Updated Guidelines on Optimal Antibiotic Dosing for Patients With Obesity

Updated recommendations for antibiotic dosing in patients with obesity were published in Pharmacotherapy.

Some patients with obesity have sufficiently altered muscle and fat composition to alter the pharmacokinetics (PK) dosing regimens of antimicrobials. In general, the higher total body weight increases the volume of distribution, but this relationship is not always linear and the nonlinearity can affect loading dose calculations. For medications with limited ability to enter adipose tissue, adjusted body weight may be a better way to calculate loading doses.

The previous recommendations on antibiotic dosing in obesity were published in 2017 and covered dosing recommendations for 34 antimicrobial agents.

For these updates, the review authors searched publication databases for studies published between 2017 and 2022. Data from 120 articles were used to update dosing recommendations for 41 antimicrobials. The review authors focused on patients with a BMI equal to or greater than 30 kg/m² and normal kidney function.

β-lactams

In β-lactams, there were insufficient data to formulate specific obesity-related guidelines for the use of ampicillin, cefazolin, cefpodoxime, ceftriaxone, cephalexin, imipenem, and nafcillin. There also were no updates on the use of avibactam, ceftazidime, ceftolozane, ertapenem, or tazobactam.

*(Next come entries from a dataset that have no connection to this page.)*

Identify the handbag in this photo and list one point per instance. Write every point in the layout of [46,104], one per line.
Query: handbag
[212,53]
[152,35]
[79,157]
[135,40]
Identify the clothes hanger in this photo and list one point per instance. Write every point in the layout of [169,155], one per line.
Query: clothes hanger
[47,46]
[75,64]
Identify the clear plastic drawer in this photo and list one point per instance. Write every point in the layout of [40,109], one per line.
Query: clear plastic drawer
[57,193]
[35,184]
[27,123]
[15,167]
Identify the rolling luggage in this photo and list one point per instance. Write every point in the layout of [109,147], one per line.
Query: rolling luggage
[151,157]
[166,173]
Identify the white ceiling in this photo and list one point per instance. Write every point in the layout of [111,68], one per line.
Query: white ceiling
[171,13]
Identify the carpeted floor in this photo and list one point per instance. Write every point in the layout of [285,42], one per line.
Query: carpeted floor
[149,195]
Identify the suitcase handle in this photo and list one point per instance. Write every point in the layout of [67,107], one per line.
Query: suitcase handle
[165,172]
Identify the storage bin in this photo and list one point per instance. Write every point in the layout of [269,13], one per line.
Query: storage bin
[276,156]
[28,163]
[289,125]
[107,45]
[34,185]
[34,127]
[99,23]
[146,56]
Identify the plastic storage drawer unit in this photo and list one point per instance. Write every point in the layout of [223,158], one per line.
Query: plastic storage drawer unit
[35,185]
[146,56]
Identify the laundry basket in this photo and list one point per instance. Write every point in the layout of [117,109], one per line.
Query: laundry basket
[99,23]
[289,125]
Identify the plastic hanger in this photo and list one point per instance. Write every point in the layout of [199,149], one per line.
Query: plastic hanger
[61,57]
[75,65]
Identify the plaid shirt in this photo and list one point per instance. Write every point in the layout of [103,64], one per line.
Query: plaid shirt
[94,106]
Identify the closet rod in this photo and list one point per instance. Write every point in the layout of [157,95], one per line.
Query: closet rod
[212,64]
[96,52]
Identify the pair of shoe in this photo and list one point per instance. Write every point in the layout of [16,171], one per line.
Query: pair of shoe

The β-lactams-specific updated dosing recommendations were for the use of 2-g intravenous (IV) infusion of cefepime or ceftazidime every 8 hours; a 2-g IV infusion of meropenem every 8 hours; and a 4.5-g IV infusion of piperacillin-tazobactam every 6 or 8 hours.

Monobactams

For monobactams such as aztreonam, there were insufficient data to update dosing recommendations for patients with obesity.

Fluoroquinolones

There were no changes to dosing recommendations for the use of moxifloxacin or delafloxacin. For ciprofloxacin and levofloxacin, updated recommendations included the administration of a 400-mg IV infusion every 8 hours and a 750-mg IV infusion or oral dose every 24 hours, respectively.

Aminoglycosides

In regard to amikacin, gentamicin, and tobramycin, the authors recommended for an area under the curve or minimum inhibitory concentration dosing approach, as well as the use of Cockcroft-Gault adjusted body weight for the calculation of initial the loading dose. No changes were recommended for trough-based dosing.

Polymyxins

There were no updates for colistin methanesulfonate dosing. In regard to polymyxin B, there were limited data to update dosing recommendations. However, the authors recommended that a maximum daily dose of 200 to 249 mg be considered to limit toxicity risk, though this recommendation was not based on clinically validated data.

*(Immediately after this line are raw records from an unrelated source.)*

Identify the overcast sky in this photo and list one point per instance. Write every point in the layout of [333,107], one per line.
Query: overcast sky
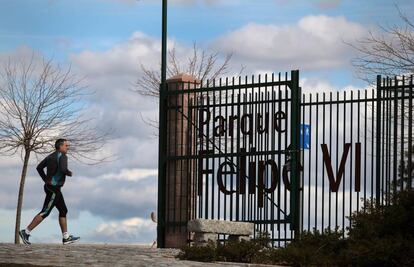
[106,40]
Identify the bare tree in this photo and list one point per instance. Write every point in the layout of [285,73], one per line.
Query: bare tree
[388,53]
[40,102]
[201,64]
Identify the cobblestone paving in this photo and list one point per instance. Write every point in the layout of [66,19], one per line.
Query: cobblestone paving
[12,255]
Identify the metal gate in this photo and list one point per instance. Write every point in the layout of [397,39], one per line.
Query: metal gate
[258,150]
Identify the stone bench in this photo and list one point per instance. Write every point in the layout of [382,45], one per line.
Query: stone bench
[205,230]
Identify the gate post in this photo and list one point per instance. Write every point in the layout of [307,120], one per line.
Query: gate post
[179,174]
[162,134]
[295,152]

Anti-Methicillin Resistant Staphylococcus aureus (MRSA) Agents

There were no changes to dosing recommendations for ceftaroline, dalbavancin, daptomycin, eravacycline, linezolid, omadacycline, or tedizolid. In addition, data were insufficient to update dosing recommendations for oritavancin.

Updated recommendations were provided for clindamycin, trimethoprim-sulfamethoxazole, telavancin tigecycline, and vancomycin. For clindamycin, The authors recommended a 600- or 900-mg IV infusion every 6 to 8 hours, respectively; recommendations for oral dosing included 450 to 600 mg every 6 hours or 600 to 900 mg every 8 hours.

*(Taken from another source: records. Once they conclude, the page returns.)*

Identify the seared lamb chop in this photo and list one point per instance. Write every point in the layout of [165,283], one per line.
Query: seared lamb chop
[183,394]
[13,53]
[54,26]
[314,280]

For the use of trimethoprim-sulfamethoxazole in the settings of severe or complicated urinary tract infection and skin and soft tissue infection, a dose of up to 320 mg every 12 hours was recommended. For telavancin, a 750-mg dose every 24 hours was recommended. For tigecycline, updated recommendations included a 100-mg dose every 12 hours in the setting of resistant infection due to Gram-negative organisms. For vacomycin, the authors recommended a maximum loading dose of 3 g and an initial dose of 4.5 g.

There were either no or insufficient data to recommend changes for metronidazole, fosfomycin, or lefamulin dosing.

Of note, patients with obesity were either missing or underrepresented in most of the reviewed studies.

In regard to patients with obesity, “Extended infusions of time-dependent antibiotics may provide a safe way to overcome any potential PK variability,” the authors noted. “Areas for future studies include identification of optimal body size descriptors, dosing weight scalars, estimation method of renal function, and role for cystatin C in obese patients,” they concluded.